Ces dernières années, Moscou a signé des accords avec Pékin couvrant des questions allant de l'espace lointain et de l'exploration lunaire, à la base de composants et aux matériaux, et à l'échange de données. Peut-être plus important encore, les deux ont commencé à relier leurs systèmes de navigation par satellite.

Les responsables russes ont fait valoir qu’à long terme, l’unification du système mondial de navigation par satellite de la Russie et de Beidou de la Chine permettra aux deux de contester la domination du système GPS détenu par les États-Unis.

«Notre système est plus adapté aux latitudes polaires du nord», a déclaré Rogozin aux journalistes en 2014. «Le système chinois est plus méridional. Leur complémentarité se traduirait par le concurrent le plus grand et le plus puissant de tout système de navigation. »

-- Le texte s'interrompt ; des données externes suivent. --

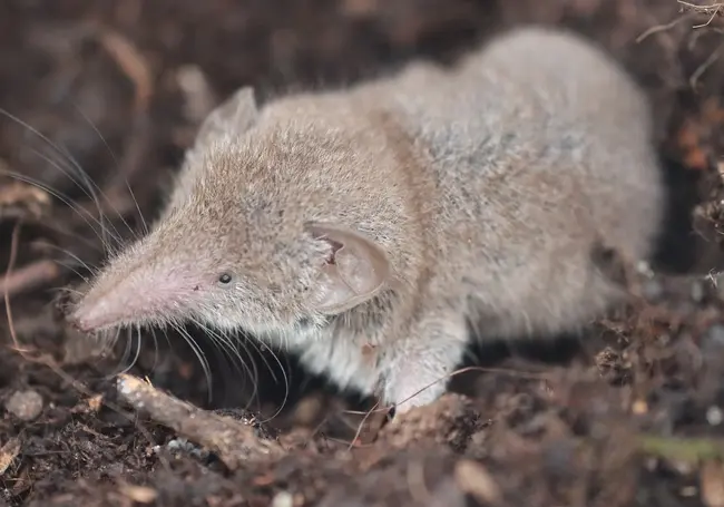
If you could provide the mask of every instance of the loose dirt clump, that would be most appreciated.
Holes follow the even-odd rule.
[[[1,2],[0,506],[724,506],[723,13],[677,0]],[[241,363],[195,329],[200,351],[159,333],[108,347],[63,324],[89,266],[143,231],[236,87],[267,98],[452,61],[525,22],[596,40],[655,105],[672,205],[656,262],[606,261],[627,308],[581,337],[480,347],[453,392],[397,418],[244,337]]]

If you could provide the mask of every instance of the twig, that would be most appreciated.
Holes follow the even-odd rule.
[[[6,294],[16,295],[37,289],[42,284],[52,282],[59,275],[60,267],[55,262],[49,260],[33,262],[0,279],[1,296],[4,299],[7,298]]]
[[[12,230],[12,236],[10,240],[10,260],[8,261],[8,270],[6,272],[6,280],[12,276],[12,270],[14,269],[16,261],[18,257],[18,243],[20,238],[20,230],[22,227],[22,221],[18,221]],[[85,394],[88,398],[94,398],[95,394],[86,388],[81,382],[77,381],[74,379],[71,376],[66,373],[62,368],[56,362],[56,360],[48,355],[47,353],[38,353],[37,350],[35,349],[23,349],[20,347],[20,341],[18,340],[18,333],[16,332],[16,326],[14,326],[14,321],[12,319],[12,306],[10,305],[10,291],[8,290],[8,285],[6,284],[3,287],[3,299],[6,303],[6,315],[8,319],[8,328],[10,332],[10,338],[12,340],[12,348],[11,350],[14,350],[18,352],[25,360],[35,362],[38,364],[43,364],[48,367],[53,373],[56,373],[58,377],[60,377],[62,380],[68,382],[72,388],[80,392],[81,394]],[[36,353],[37,355],[33,357],[31,353]],[[155,443],[151,435],[135,421],[135,419],[125,410],[121,410],[120,407],[118,407],[116,403],[105,400],[104,403],[106,407],[109,409],[114,410],[116,413],[120,415],[121,417],[126,418],[130,422],[136,425],[136,428],[138,431],[148,440],[149,443]],[[164,458],[159,458],[160,464],[166,468],[167,470],[170,469],[168,461]]]
[[[231,469],[250,460],[268,460],[284,449],[275,440],[263,440],[251,425],[199,409],[159,391],[137,377],[118,377],[118,393],[137,410],[146,411],[156,422],[208,448]]]
[[[708,6],[697,6],[696,3],[691,3],[686,2],[684,0],[677,0],[678,3],[681,3],[684,7],[688,7],[689,9],[697,11],[697,12],[703,12],[706,14],[710,14],[708,20],[705,23],[702,25],[695,25],[693,28],[704,28],[707,27],[712,23],[716,14],[722,13],[722,9],[724,9],[724,3],[710,3]]]
[[[710,438],[666,438],[645,435],[639,439],[639,447],[644,452],[692,464],[724,458],[724,442]]]
[[[657,25],[657,26],[655,26],[655,27],[652,27],[652,28],[649,28],[648,30],[646,30],[644,33],[642,33],[640,36],[638,36],[638,37],[636,38],[636,43],[640,43],[640,42],[643,42],[645,39],[649,38],[649,37],[653,36],[654,33],[658,33],[658,32],[662,32],[662,31],[671,30],[671,29],[674,28],[676,25],[678,25],[679,22],[684,21],[685,19],[689,19],[691,17],[692,17],[692,14],[688,13],[688,14],[686,14],[686,16],[681,16],[681,17],[676,18],[674,21],[668,22],[668,23],[666,23],[666,25]]]
[[[151,74],[140,51],[124,36],[108,28],[99,29],[99,41],[118,67],[134,82],[134,110],[146,110],[153,94]]]

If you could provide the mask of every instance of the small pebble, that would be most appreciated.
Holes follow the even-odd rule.
[[[294,507],[294,497],[288,491],[280,491],[274,496],[272,507]]]
[[[722,413],[721,408],[713,404],[706,409],[706,422],[712,426],[718,426],[722,423],[722,420],[724,420],[724,413]]]
[[[42,397],[38,391],[16,391],[6,401],[6,410],[23,421],[31,421],[42,412]]]
[[[664,286],[658,280],[647,280],[643,284],[643,292],[646,301],[656,303],[664,295]]]
[[[699,281],[696,281],[692,283],[692,300],[695,303],[701,303],[704,301],[704,296],[706,295],[706,290],[704,289],[704,284]]]

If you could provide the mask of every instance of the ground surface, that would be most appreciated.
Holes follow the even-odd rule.
[[[153,213],[199,119],[235,87],[266,96],[415,55],[449,60],[526,21],[595,38],[656,105],[675,189],[655,267],[669,274],[628,276],[630,308],[567,342],[486,348],[489,370],[454,381],[469,398],[394,425],[363,420],[353,409],[369,402],[268,353],[255,353],[254,396],[205,345],[209,401],[180,337],[101,351],[62,324],[52,289],[77,284],[100,242],[18,176],[94,212],[63,175],[76,160],[106,213],[138,227],[125,178]],[[0,292],[12,316],[0,334],[0,506],[724,506],[723,28],[676,0],[0,2],[0,107],[72,156],[0,119],[0,265],[11,267]],[[134,378],[119,391],[112,374],[129,364],[175,397],[236,410],[195,412]]]

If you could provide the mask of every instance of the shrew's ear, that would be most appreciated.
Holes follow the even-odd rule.
[[[311,223],[307,231],[332,246],[310,294],[311,309],[336,314],[376,295],[390,276],[390,263],[375,242],[346,227]]]
[[[202,121],[196,134],[196,144],[204,144],[213,136],[226,134],[244,134],[258,117],[258,108],[254,98],[254,88],[245,86],[219,104]]]

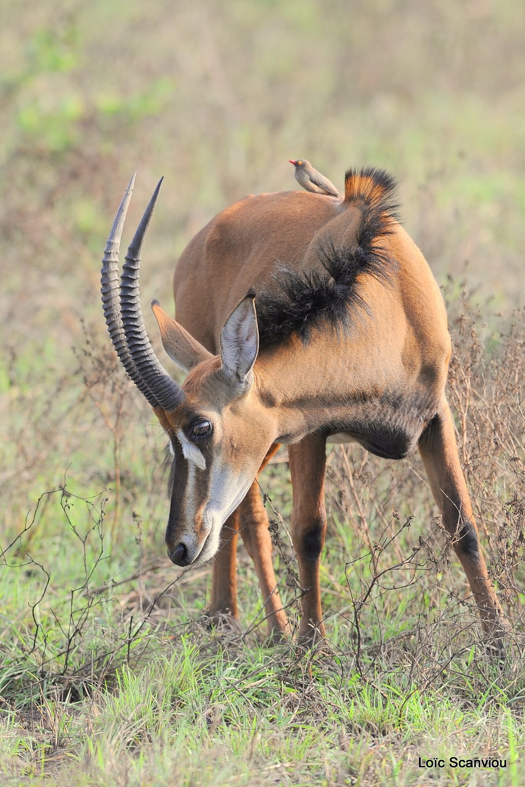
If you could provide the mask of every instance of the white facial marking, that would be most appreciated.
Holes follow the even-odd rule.
[[[206,470],[206,460],[203,456],[201,451],[194,443],[190,442],[182,429],[177,430],[177,437],[182,446],[184,458],[195,462],[197,467],[200,467],[201,470]]]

Mais Ionin a fait valoir qu'en dépit des nouveaux accords et projets, la coopération spatiale bilatérale a été bloquée par l'inertie bureaucratique, en particulier du côté russe. «Pour Roscosmos en tant qu'organisation, avoir des délais, des budgets et une responsabilité politique clairs ne sont pas dans son propre intérêt», a-t-il déclaré.

Il a prédit que si les relations avec Washington continuent de se détériorer, le Kremlin pourrait toutefois intervenir et faire pression sur Roscosmos pour qu'il commence à produire des résultats.

«Si les États-Unis continuent d'agir comme ils l'ont été, la convergence est inévitable, et l'un des moyens d'y parvenir est la coopération dans l'espace», a-t-il déclaré. «De cette manière, la politique étrangère américaine est, ironiquement, le moteur le plus puissant de la coopération spatiale entre la Russie et la Chine.»